The 2015 World Series of Poker is just around the corner as the eyes of the poker world get ready to focus on the Rio in Las Vegas. WGM takes a look at what’s new at the world’s most famous tournament series this year.

As much as we’ve loved seeing poker explode in Macau with the likes of the Asia Championship of Poker becoming a prestigious global event in its own right, there is still nothing quite like the World Series of Poker (WSOP) in Las Vegas. Dating back 46 years now, this annual tournament series remains the one all players aspire to. For the pros, a WSOP bracelet stands as the ultimate validation, while amateurs simply dream of one day taking their seat in the WSOP Main Event.

And for us media types, the WSOP continues to keep us intrigued with new heroes and story lines inevitably emerging each year. Twelve months ago, the 10th anniversary of the WSOP’s move from Binion’s to the Rio saw a US$10 million first place guarantee in place and with it one of the most compelling final tables in recent memory as Sweden’s Martin Jacobson etched his name in the record books.

So what can we expect in 2015? Let’s take a closer look.

This year’s WSOP, which begins on 27 May, will feature a record 68 bracelet events with organizers heeding the suggestions of players with a number of significant changes and additions.

We’ll start with the Main Event, which will start on 5 July and play down to the final table on 14 July, at which point the November Nine will take their near four-month hiatus. Originally planned to boast another US$10 million first place guarantee, the WSOP has instead gone the other way with a flatter pay-out structure that will see the top 1,000 players paid out (assuming a field of at least 5,000) as opposed to the 693 players who comprised the top 10 percent of the field in 2014. This is an excellent move that will open up the tournament to more amateurs or part-timers hoping for a significant payday by their standards.

Assuming the field at least matches the 6,683 who took part last year, the nine players who reach the final table will also have their achievement better recognized with a guaranteed US$1 million payday.

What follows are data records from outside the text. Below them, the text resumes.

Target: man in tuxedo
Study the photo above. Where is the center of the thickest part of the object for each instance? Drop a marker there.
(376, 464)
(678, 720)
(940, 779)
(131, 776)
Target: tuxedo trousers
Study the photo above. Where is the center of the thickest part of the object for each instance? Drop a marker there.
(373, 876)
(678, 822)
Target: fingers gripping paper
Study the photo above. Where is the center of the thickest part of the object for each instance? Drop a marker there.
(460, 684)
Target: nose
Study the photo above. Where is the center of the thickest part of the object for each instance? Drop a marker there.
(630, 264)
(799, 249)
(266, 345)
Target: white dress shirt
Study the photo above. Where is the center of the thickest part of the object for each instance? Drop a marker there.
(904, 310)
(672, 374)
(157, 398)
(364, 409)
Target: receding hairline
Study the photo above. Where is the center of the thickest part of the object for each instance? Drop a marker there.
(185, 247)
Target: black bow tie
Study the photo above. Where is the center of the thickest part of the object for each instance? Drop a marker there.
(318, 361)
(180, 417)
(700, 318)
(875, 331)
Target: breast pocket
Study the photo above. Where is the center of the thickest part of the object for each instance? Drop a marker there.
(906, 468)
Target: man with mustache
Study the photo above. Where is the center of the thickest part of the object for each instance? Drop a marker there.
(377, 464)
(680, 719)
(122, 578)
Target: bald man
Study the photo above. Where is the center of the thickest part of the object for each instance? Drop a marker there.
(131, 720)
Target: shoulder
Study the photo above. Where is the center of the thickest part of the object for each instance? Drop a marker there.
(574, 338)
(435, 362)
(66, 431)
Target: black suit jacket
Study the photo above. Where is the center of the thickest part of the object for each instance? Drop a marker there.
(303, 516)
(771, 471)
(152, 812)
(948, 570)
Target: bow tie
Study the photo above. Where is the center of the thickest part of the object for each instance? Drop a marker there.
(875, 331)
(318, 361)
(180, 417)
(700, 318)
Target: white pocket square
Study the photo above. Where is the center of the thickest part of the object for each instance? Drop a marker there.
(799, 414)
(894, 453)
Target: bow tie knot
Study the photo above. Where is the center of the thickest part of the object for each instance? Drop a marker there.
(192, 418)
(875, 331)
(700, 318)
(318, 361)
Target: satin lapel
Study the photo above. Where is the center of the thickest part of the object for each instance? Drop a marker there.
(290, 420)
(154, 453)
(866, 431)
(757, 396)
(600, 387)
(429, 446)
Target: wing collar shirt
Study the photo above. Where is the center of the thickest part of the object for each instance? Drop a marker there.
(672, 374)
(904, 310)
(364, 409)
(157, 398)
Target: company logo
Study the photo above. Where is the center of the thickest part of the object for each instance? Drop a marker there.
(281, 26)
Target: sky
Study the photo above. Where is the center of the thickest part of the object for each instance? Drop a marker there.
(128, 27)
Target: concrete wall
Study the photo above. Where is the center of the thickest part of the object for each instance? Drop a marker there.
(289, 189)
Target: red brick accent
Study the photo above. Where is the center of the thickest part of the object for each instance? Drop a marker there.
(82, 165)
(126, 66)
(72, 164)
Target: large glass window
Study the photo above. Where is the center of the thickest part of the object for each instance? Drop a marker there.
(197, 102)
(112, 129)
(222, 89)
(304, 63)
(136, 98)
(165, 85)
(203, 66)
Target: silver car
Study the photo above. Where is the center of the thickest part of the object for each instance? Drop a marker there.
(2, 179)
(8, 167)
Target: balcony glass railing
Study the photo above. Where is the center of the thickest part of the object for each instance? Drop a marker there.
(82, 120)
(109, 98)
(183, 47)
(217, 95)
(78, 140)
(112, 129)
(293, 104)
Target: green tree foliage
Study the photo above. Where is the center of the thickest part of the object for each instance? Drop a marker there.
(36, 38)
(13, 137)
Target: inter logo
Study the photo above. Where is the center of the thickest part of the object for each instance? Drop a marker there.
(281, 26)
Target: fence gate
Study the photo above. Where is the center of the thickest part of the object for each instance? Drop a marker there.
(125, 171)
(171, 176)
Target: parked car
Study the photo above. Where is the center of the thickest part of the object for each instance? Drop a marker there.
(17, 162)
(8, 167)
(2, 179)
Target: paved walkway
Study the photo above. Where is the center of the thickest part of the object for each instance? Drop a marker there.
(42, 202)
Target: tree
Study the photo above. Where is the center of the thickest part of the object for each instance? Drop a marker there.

The 68 bracelet events include 14 US$10,000 Championship events plus 11 brand new events including two with a buy-in of well under US$1,000. The most notable of these is the US$565 Colossus which comes with a mammoth US$5 million guaranteed prize pool and is therefore almost certain to break the record for the largest ever field in a WSOP event. The current record stands at 8,772 for the 2006 Main Event.

The US$1,500 DraftKings 50/50 NLHE will see exactly half the field make the money, while the WSOP will give away its first ever online bracelet with the running of the US$1,000 Online NLHE. Play will be paused when the tournament reaches heads-up with the final two players to fight it out for the bracelet at the Rio the following day. Let’s hope there isn’t a three-way all-in before they get a chance to finish the job live!

The Big One for One Drop is on hiatus in 2015 with a US$111,111 High Roller for One Drop to run instead, although the cream of the poker crop will no doubt have their eyes firmly set on the highly sought after US$50,000 Players’ Championship from 21 to 25 June.

Perhaps the most significant changes this year, however, are to the starting stacks whereby all events with buy-ins under US$10,000 will see those starting stacks increase to allow for more play. In most cases, stacks will be up 66 percent on previous years including US$1,000 buy-ins up to 5,000 from 3,000 and US$1,500 up to 7,500 from 4,500.